Ich frage mich beim Fußball, welche innerseelischen Bedürfnisse da eine Rolle spielen, und bin bislang auf drei Aspekte gestoßen:
• Begeisterung
Sich für etwas begeistern können, ist sicher ein grundlegender Lebensantrieb, der in unserer durchrationalisierten Welt wenig Raum findet. Auch haben wir in unserem Lebensumfeld unsere Sinne eher vergröbert als verfeinert. Darum müssen wir vielleicht erst lernen, uns für die feineren sinnlichen Impulse zu öffnen, hinzuschauen, hinzuhören und hinzufühlen. Das können wir ganz sicher in der Natur, in lebendigen Landschaften, in der die Wildheit webt und wirkt. Dazu regt Mary Reynolds-Thompson mit ihrem Buch an »Ruf der wilden Seele«.

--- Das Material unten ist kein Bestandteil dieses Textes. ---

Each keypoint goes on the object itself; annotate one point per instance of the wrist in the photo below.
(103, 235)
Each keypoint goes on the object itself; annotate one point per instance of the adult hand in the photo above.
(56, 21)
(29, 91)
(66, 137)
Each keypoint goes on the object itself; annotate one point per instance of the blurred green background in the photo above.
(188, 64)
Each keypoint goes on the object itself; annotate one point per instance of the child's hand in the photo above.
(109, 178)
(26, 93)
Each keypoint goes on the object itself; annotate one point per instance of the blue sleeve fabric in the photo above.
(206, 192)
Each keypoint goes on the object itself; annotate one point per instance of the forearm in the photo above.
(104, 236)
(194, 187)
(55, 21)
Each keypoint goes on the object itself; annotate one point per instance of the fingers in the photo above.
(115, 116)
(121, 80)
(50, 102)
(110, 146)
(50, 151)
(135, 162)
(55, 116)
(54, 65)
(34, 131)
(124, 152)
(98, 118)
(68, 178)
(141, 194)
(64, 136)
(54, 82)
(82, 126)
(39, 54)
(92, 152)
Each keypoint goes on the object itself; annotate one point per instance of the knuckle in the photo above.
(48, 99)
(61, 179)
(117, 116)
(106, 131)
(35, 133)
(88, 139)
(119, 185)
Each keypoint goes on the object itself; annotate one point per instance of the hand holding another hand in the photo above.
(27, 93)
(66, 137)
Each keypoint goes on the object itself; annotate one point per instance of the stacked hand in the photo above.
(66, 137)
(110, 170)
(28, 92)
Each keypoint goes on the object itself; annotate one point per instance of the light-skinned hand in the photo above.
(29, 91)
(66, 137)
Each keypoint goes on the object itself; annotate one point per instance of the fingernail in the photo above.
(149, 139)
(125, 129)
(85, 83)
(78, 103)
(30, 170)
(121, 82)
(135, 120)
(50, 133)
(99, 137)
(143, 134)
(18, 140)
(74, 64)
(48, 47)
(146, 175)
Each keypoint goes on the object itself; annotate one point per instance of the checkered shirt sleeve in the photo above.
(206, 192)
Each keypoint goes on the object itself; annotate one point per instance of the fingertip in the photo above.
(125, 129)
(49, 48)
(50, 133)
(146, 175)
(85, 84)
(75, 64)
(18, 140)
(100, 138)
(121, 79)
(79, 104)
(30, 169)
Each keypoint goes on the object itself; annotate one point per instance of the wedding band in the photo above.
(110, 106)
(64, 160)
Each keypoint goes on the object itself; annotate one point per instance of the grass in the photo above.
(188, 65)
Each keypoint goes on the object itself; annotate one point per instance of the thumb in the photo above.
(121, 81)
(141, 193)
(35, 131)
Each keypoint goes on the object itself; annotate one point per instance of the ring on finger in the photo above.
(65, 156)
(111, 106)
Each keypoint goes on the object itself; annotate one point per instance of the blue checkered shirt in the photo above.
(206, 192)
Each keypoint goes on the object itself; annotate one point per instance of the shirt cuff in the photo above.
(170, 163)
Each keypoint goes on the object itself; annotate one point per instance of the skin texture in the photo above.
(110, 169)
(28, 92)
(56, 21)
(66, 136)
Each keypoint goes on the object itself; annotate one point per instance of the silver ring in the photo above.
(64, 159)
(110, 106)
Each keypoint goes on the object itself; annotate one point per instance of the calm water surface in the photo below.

• Intuition und Ganzheitlichkeit
Ein Fußballspiel steckt voller Unvorhersehbarkeit, und man muss es in der Gesamtheit zu »lesen« verstehen, das Zusammenspiel, die sich fortwährend verschiebenden Beziehungen sehen und intuitiv erfassen. Damit auch wir unser eigenes Leben besser bestehen, ist es gut, wenn wir unsere Intuition schulen und mehr auf sie hören (nicht nur, um Wetten zu gewinnen ;-) Dazu hat Diana Kavian ein erhellendes Buch mit vielen schönen Übungen geschrieben: »Erwarte das Unerwartete«.
• Zugehörigkeit
Ein ganz wesentlicher Aspekt scheint mir, das Gefühl der Zugehörigkeit, das sich im Fußballstadion einstellt: »You never walk alone.« Schon Charles Darwin hat das Zusammengehörigkeitsgefühl als einen entscheidenden Faktor der menschlichen Evolution erkannt, es ist ein urmenschliches Bedürfnis, das jedoch – wie wir bei Indigenen sehen – nicht auf das Menschliche beschränkt bleiben darf. Sehr poetisch zum Ausdruck bringt dies Darryl Wilson in seinem Buch »Wellen auf dem Meer der Zeit«, welches auch deutlich macht, wie weit wir uns von unserem eigentlichen Menschsein entfernt haben.
Ist das, was im Fußballstadion geschieht, also eine Art Ersatz für tieferliegende seelische Bedürfnisse? Mit dieser Frage lasse ich Euch jetzt allein, denn nicht ich bin zu einer Antwort berufen. Vielmehr werdet Ihr in Euch selbst und im Zusammensein mit der nichtmenschlichen, der »wilden« Welt eine Antwort finden, Eure eigene!
So verstehe ich auch mein verlegerisches Wirken: Nicht ausgetretene Pfade will ich weisen, sondern Möglichkeiten aufzeigen und anregen, die eigenen Wege zu bahnen.